The elevation of Simon and Sonya Dorries of Brisbane to national fame by Dennis Shanahan today is an elegant example of how colossally f-cked up our support payments system is and how utterly skewed political debate has become.

The Dorries, bless em, have 7 kids and one on the way. This it is well beyond even Peter Costello’s urging that couples have “one for the country”, and presumably no one pointed a gun at them and forced them to have so many kids.

Mr Dorries earns “a bit above $100,000”, but they see themselves as “the quintessential ‘working family’. To which the only sane response is WTF? Eight kids and a six figure income? The only thing that’s quintessential of is a gated community of Catholics.

According to Shanahan, Dorries “isn’t complaining” but goes on to lament that they will lose their Family Tax Benefit A due to changes in how his income is assessed.

Which should beg the question of why someone earning over $100,000 a year receives any welfare. Instead, it’s apparently evidence of how out of touch the Government is.

If the Dorries were so quintessential, they’d do what most families do – find a job for the non-employed partner. In an economy where firms are begging for more workers, Mrs Dorries would find a job, and a lot more money than their lost Family Tax Benefit, quick smart.

However, the sense of entitlement implicit in Shanahan’s piece doesn’t distinguish the Dorries. It’s pretty widespread across a lot of households, even if this family is unusual in its tendency to procreate (there’s already 7 billion people on the planet – a few more won’t hurt, surely). This is the one element of Mark Latham’s ongoing fulminations against “aspirationals” that is actually on the mark.

In a new era of inflation caused by fuel and food costs and the skills shortage, political debate in Australia is mired in a mindset that insists Government can and must do something. In the absence of a miraculous capacity to wish away the populations of India and China (while, somehow, preserving high levels of demand for our mineral exports), Governments can do nothing except ensure the economy is operating at its most efficient. To the extent that the Government is focussed on addressing infrastructure and skills issues, it is doing the right thing, even if Wayne Swan isn’t the best Government Minister to explain that story.
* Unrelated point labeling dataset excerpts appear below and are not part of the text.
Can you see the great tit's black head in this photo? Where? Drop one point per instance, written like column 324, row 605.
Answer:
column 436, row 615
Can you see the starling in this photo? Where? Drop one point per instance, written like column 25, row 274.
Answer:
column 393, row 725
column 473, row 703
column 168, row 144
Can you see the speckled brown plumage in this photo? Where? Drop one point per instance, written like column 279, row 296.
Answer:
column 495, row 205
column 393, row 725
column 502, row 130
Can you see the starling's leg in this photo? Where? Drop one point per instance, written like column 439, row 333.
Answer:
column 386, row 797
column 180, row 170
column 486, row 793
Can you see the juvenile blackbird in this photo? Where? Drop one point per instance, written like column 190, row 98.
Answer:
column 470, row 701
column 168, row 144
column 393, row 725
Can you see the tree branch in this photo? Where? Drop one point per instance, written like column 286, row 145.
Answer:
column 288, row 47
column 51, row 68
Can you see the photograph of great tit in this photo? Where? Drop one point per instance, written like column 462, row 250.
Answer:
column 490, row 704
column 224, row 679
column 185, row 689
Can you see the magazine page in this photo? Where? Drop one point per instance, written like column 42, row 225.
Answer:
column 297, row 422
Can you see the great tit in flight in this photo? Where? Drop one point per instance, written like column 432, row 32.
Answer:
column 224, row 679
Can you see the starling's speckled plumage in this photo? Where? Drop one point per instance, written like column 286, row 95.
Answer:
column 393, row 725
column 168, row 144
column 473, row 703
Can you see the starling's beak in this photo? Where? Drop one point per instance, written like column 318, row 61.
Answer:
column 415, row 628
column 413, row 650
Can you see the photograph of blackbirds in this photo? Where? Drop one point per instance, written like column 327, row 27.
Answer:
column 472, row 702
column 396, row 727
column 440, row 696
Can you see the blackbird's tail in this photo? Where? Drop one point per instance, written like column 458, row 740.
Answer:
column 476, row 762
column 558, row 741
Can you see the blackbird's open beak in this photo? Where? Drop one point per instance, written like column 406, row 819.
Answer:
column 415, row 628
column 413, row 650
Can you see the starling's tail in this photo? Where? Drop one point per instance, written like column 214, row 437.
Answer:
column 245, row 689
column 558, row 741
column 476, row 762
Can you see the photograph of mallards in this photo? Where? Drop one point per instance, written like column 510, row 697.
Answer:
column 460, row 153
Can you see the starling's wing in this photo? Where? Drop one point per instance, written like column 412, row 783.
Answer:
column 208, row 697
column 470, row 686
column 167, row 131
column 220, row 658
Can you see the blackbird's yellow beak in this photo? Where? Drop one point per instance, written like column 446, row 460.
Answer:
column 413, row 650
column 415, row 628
The demand that Governments do something isn’t peculiar to Australia, of course, as riots in Europe and SE Asia, and John McCain’s petrol stunt demonstrate. But it is exacerbated here by the previous Government’s deliberate tax-and-spend policies, which encouraged a sense of entitlement to government support that now drives the debate over petrol, groceries, child care – wherever prices are going up. The economic model advocated by the Hawke-Keating Government – an efficient market economy with minimal intervention and a strong but means-tested safety net, has been transformed by the Coalition into a Government-dominated model in which high taxes are churned into untested income support and handouts, and that can’t be changed without screams from the likes of the Dorries family.

There is, of course, one long-term solution to that mentality. A massive, and permanent, cut in taxes that would significantly reduce the size of government in Australia, and force any politician wanting to give handouts to voters to jack up taxes in order to pay for it. But the last time I checked, no one except a few thinktanks and The AFR were still pushing the case for small government in Australia.

We’ll be hearing a lot more from the Dorries of the country for years to come.